Sunday, May 12, 2013

Dealing With Adversity

I read All The Weigh pretty often, and this post here made me wonder at the time if I was glad I started my blog after I was done losing weight.  Simply because if I blogged during the time I was losing I would have had to mull around and address these types of self doubt and self-worth feelings of is it worth it?  Is it ever going to get better?  Why should I even care? in my head.  Instead, I had a glass of water and went to sleep exhausted.

I think that the people around me looked on at what I was doing and figured, there is no self doubt there, just drive.  Believe me there were moments where I wondered why I was practically starving myself and working like a dog!

I was noticing in myself, through, reading that post, that Kenlie and I have very different ways of dealing with adversity, or self doubt or whatever you want to call it.  Kenlie was there addressing it, in her own mind and then out in the public as well.  I hid it, I just tucked it away and gave it the finger.  I do that a lot, with a whole bunch of things, why air things out when you can just squirrel it away until it's fixed, and then work like an insane person to fix it.

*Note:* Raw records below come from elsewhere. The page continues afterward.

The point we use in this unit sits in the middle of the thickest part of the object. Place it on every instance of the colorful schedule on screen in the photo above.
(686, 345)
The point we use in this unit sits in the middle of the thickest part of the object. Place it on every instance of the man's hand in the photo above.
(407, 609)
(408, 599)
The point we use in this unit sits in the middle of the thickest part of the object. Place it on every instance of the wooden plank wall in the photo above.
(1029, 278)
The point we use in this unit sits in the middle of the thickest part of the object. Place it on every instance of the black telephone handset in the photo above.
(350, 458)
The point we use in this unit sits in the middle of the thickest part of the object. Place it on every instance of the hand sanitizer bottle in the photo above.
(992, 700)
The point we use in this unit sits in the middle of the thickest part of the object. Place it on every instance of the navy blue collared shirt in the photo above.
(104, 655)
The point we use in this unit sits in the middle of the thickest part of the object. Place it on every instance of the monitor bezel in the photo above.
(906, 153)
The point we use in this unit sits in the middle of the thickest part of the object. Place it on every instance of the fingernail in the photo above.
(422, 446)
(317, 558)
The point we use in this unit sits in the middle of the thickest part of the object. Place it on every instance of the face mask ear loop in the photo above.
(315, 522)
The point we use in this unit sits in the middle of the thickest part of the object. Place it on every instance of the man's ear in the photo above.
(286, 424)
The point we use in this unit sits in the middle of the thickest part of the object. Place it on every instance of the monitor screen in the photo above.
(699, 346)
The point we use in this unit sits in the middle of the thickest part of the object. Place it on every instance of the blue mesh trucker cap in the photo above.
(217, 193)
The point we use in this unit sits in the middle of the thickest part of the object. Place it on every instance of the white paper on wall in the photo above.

Kenlie’s is probably a much healthier way to deal with things like that.

Part of my comment to the post is “To the point though, I wonder if you look at the whole thing not as dieting, not as making yourself workout, but as an integral change.  When I was on the losing weight route, I made the gym the #1 thing to do for the day.  Not that I did it first, but that I sacrificed whatever it took to get there, sorry can't do this other thing, I need and hour and a bit for the gym.  Once that became ingrained in me after a couple weeks, it wasn't even an effort anymore, it was just what I did.  I was a crappy friend and a non-existent fiancĂ©e for the whole time I was dropping the pounds because the gym was first, screw everything else.”

Just this week we have had to switch from oil to natural gas for heating the house, it’ll be a process that costs about $4000.  Problem is we don’t have that cash and like so many other people we live pretty much to the dollar.  Or Did, would be more accurate I guess.  Amber is the one that generally looks after the budgeting in our house and I just like a general idea of where I am at.  But the other night we sat down together and simply had to apply my thinking above to our budget.  It was not my idea in the start of it all.  I like the very comfortable lifestyle we have had for the last few years, but if this furnace is going to get paid for, and other things are going to get better money-wise then, it’s got to be ‘Manage money well and screw everything else!’

One of the things that means for me is no more gym membership, which in the non-winter months is not an issue anymore, I have weights here at home, I have roads to run and bike on.  From November to March it might be tricky, but it has to be done.  And if I have learned anything about myself in the last three years, it’s that if something really has to get done, I (or we in this case) will make it happen.

The point of the matter is, whether it’s about training or money, or something else, I think everyone from time to time feels like 'What is the point?'  or  'Why am I not getting where I want?' or 'How do I make this work?' It's how you respond to those personal questions that decides if you will succeed.  Are you making a band-aide repair to treat the symptoms , or changing things at a more basic level to solve the cause of the problem?

1 comment:

  1. I should have read this on Sunday...it is what I hoped to hear on Monday.